I Monumenti
LA CHIESA: La Chiesa di S.Maria e S. Alessio, ricostruita dopo il sisma del 1980, è quanto rimane del
Monastero Benedettino fatto erigere da Guglielmo IV, del quale si conserva la bella torre campanaria e
parte dell'altare di marmo. All'interno sono anche custodite statue recuperate dopo il terremoto e la
seicentesca tela raffigurante la "Madonna con Bambino".

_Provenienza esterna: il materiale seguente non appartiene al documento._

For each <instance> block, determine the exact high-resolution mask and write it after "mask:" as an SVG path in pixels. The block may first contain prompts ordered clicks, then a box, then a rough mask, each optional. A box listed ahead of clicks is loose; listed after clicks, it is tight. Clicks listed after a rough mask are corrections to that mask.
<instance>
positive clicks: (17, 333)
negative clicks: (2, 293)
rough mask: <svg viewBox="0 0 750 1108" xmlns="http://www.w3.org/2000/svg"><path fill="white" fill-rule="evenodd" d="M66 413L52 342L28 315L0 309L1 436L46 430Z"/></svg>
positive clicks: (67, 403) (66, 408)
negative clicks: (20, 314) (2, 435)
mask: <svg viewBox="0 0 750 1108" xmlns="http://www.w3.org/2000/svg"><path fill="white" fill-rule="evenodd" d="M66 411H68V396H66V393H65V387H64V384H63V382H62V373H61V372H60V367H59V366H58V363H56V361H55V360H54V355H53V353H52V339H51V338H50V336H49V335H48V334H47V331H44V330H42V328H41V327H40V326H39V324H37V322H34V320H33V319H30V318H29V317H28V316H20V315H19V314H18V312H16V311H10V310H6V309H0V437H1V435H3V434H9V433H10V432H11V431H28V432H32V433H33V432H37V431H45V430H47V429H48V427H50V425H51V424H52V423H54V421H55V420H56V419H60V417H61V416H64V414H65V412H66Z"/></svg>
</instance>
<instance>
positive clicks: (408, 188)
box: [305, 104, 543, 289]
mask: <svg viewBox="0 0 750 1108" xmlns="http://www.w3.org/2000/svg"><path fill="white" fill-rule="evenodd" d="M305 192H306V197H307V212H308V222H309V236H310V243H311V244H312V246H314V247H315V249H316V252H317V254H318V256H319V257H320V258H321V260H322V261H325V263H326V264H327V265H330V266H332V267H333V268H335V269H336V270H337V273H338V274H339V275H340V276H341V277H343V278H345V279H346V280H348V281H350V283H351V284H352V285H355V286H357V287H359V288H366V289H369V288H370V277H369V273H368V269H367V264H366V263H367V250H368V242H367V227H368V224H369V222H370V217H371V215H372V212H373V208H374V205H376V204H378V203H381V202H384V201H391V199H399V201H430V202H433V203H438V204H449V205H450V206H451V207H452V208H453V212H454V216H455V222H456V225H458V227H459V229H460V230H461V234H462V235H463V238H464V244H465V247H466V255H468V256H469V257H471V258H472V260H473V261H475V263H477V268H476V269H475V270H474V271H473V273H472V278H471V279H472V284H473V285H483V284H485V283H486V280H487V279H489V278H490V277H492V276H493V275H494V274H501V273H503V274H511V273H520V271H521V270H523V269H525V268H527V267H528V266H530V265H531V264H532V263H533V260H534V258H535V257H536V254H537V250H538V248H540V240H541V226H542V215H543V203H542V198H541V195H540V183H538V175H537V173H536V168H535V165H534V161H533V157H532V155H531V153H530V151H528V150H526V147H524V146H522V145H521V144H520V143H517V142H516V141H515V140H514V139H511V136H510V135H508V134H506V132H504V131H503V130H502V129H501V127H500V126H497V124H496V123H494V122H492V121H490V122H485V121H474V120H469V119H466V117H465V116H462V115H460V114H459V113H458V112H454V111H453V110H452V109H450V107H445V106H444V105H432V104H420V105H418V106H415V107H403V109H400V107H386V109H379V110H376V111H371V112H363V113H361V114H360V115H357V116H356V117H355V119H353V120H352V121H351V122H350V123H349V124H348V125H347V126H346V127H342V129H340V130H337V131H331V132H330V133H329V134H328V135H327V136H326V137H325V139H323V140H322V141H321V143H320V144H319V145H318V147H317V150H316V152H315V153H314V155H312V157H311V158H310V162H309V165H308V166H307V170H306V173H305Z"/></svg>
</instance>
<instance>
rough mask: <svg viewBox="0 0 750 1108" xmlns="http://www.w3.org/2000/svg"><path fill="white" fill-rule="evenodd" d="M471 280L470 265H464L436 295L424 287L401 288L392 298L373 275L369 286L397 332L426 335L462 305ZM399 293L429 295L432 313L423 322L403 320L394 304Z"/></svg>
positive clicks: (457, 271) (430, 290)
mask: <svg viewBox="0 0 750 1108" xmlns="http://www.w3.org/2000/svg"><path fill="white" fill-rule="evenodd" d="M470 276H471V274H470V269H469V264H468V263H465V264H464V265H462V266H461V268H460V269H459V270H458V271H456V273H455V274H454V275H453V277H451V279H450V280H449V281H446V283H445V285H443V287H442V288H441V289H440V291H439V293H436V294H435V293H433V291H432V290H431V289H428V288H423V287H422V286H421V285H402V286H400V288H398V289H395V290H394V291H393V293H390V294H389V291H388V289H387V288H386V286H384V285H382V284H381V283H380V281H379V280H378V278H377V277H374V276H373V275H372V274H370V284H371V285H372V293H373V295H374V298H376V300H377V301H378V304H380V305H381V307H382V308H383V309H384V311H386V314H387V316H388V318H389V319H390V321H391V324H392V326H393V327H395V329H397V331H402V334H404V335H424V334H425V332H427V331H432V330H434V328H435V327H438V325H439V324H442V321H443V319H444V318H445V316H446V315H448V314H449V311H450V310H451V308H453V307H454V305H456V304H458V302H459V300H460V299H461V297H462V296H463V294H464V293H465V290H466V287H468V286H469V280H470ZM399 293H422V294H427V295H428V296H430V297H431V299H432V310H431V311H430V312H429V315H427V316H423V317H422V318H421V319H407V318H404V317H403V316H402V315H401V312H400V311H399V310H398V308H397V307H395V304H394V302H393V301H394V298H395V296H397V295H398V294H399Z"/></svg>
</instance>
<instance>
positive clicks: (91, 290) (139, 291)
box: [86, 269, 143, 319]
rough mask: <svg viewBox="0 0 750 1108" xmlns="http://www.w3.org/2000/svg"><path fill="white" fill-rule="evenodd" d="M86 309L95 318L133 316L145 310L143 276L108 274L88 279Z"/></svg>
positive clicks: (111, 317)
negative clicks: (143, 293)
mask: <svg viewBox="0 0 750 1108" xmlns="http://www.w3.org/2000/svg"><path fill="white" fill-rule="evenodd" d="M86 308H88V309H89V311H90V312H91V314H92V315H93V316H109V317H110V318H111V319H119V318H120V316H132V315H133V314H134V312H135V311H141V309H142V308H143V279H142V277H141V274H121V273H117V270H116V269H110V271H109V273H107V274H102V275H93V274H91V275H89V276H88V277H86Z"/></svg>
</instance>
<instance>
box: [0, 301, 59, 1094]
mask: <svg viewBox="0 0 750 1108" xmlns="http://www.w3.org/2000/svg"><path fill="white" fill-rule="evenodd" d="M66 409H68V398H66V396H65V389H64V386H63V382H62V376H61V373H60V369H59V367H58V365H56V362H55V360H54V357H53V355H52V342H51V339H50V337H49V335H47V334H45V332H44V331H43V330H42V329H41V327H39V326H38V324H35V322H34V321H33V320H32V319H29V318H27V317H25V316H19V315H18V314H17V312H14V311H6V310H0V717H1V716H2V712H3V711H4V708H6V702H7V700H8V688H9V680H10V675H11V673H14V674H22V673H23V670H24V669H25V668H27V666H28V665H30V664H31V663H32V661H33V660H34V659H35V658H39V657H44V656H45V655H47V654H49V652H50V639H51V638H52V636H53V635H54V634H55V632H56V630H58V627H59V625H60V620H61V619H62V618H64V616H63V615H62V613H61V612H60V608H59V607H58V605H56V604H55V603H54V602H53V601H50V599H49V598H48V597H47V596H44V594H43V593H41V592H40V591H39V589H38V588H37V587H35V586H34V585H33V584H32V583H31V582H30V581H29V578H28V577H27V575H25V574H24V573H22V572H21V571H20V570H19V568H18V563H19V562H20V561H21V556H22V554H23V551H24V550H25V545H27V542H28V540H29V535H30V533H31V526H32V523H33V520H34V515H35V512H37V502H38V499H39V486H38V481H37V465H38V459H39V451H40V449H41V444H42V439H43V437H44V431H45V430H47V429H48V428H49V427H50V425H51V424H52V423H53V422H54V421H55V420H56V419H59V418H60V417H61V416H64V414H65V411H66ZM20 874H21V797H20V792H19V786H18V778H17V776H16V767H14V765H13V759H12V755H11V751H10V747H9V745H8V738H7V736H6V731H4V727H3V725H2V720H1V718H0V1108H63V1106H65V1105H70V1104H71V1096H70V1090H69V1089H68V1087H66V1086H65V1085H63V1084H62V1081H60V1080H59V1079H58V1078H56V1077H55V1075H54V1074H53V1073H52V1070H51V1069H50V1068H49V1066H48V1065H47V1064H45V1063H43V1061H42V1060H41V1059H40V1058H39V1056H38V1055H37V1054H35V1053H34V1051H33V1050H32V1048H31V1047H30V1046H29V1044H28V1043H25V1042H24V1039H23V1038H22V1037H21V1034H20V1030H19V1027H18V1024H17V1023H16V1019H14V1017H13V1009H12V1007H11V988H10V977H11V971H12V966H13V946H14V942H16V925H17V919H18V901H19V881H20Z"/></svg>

Caratteristica nel contesto, nel quale è stata concepita è anche la Cappella della Santa Croce,
recentemente restaurata, conserva un'ottocentesca scultura lignea la "Crocifissione".
Degno di citazione è il "Monumento ai Caduti" realizzato nel 1925 in stile classico
con alte sculture in bronzo posizionato al centro della Piazza Comunale. Su una lapide posta sulla nuda
terra sono riportati i nomi di tutti i Caduti venticanesi nella guerra del 1915/1918.
Un lastricato in pietra bianca irregolare invita alla visita del Centro Storico, luogo ove si
svolgevano le antiche sagre del grano con carri e buoi e le feste popolari. Molto uniti gli abitanti delle
contrade e della Piazza del Mastro, hanno fatto vanto della loro storia mostrando i portali in pietra
decorati, l'antico pozzo circolare e ciò che rimane delle vecchie abitazioni che conservano sempre il loro
fascino.
Il fiore all'occhiello dei Palazzi Signorili di un tempo è il "Palazzo Ambrosini" che
ora ospita la "Fondazione Ambrosini". Un altissimo portale, un chiostro di pietra con pozzo al centro, un
enorme e curato giardino all'interno compongono la coreografia delle stanze del Palazzo che hanno visto
nascere e crescere la Serva di Dio Rachelina Ambrosini.
La vecchia scuderia è diventata cappellina per le celebrazioni religiose festive e feriali, meta ambita
per i matrimoni più scic.
Ma occorre annoverare anche i bei Palazzi "Colarusso", "Petitto" e "Petrillo".
PONTEROTTO: uno dei luoghi più belli e storicamente più importanti di tutta la Regione, località
di frontiera, ai confini delle Province di Benevento e Avellino.
Lo annoverano i Comuni di Mirabella Eclano, Bonito, Venticano, Apice (BN) e Calvi (BN) come bellezza
storica locale. Fu costruito dai Romani per raggiungere la Regione Puglia dove dovevano imbarcarsi per
l'Oriente per le loro conquiste.
Raffigurato in francobolli, stampe, opuscoli e libri di interesse nazionale, rappresenta una delle poche
bellezze dal valore storico inestimabile. E' mèta annuale di un sempre maggior numero di turisti e visitatori
Ciò che è rimasto del Ponte è ben visibile e non sono solo ruderi, una pianura verdeggiante e ridente
attraversata dal Fiume Calore sovrasta il Ponte della storia "PONTEROTTO" a presidio di una zona
antica che fu teatro di tante battaglie e che visse la storia dell'antica Roma.